PyPDF2 v1.10 Release Notes
Release Date: 2007-10-04 // over 16 years ago-
Text strings from PDF files are returned as Unicode string objects when pyPdf determines that they can be decoded (as UTF-16 strings, or as PDFDocEncoding strings). Unicode objects are also written out when necessary. This means that string objects in pyPdf can be either generic.ByteStringObject instances, or generic.TextStringObject instances.
The extractText method now returns a unicode string object.

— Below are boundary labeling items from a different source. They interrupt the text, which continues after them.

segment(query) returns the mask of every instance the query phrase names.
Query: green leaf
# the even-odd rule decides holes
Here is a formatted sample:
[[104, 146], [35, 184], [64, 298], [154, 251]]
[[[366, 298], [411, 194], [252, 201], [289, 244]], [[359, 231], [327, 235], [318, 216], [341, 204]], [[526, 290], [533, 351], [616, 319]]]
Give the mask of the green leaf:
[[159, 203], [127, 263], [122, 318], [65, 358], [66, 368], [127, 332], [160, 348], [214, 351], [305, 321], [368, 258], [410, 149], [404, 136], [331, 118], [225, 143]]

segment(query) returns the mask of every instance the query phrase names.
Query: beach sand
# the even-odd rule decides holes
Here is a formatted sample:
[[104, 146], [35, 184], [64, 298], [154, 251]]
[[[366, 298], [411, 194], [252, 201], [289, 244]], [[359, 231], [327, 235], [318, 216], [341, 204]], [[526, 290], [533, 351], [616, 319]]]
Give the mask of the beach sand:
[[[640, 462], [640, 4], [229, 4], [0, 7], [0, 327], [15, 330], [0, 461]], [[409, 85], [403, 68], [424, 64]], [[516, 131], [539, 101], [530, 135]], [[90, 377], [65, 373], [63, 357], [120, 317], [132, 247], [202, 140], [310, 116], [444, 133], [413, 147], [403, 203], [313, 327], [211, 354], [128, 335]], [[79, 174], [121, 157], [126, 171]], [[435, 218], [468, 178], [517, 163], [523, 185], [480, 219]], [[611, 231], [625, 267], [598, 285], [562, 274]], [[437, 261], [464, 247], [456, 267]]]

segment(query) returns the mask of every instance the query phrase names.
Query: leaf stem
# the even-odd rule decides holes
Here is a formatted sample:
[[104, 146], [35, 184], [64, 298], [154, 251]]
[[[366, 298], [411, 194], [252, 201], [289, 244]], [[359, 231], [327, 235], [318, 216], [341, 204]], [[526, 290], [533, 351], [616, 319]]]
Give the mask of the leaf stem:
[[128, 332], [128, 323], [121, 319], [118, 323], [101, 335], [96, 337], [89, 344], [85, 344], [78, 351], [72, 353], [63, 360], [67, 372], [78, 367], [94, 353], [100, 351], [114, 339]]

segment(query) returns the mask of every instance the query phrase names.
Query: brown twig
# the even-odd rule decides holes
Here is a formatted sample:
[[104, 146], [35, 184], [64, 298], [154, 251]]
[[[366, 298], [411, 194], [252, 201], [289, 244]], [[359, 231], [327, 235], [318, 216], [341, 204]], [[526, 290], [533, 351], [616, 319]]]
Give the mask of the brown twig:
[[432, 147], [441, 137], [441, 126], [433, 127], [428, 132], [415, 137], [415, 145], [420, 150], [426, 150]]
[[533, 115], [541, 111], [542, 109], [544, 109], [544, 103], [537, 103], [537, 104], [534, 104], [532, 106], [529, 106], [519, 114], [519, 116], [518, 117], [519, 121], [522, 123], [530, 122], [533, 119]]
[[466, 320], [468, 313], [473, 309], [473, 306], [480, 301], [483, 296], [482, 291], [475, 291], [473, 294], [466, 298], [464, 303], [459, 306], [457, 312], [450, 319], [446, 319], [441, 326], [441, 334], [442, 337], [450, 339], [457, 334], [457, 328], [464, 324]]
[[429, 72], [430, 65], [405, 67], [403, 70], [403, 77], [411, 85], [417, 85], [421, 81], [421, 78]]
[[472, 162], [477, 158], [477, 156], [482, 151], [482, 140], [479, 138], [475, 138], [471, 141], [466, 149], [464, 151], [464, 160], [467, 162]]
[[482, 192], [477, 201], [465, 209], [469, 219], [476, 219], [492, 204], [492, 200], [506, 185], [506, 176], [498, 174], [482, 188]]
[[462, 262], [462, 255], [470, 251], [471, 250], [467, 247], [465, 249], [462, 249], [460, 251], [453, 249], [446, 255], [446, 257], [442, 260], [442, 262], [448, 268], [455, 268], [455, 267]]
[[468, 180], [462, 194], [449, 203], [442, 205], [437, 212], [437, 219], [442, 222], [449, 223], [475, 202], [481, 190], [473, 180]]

All document information properties now return unicode string objects. In the event that a document provides docinfo properties that are not decoded by pyPdf, the raw byte strings can be accessed with an "_raw" property (ie. title_raw rather than title)
generic.DictionaryObject instances have been enhanced to be easier to use. Values coming out of dictionary objects will automatically be de-referenced (.getObject will be called on them), unless accessed by the new "raw_get" method. DictionaryObjects can now only contain PdfObject instances (as keys and values), making it easier to debug where non-PdfObject values (which cannot be written out) are entering dictionaries.
Support for reading named destinations and outlines in PDF files. Original patch by Ashish Kulkarni.
Stream compatibility reading enhancements for malformed PDF files.
Cross reference table reading enhancements for malformed PDF files.
Encryption documentation.
Replace some "assert" statements with error raising.
Minor optimizations to FlateDecode algorithm increase speed when using PNG predictors.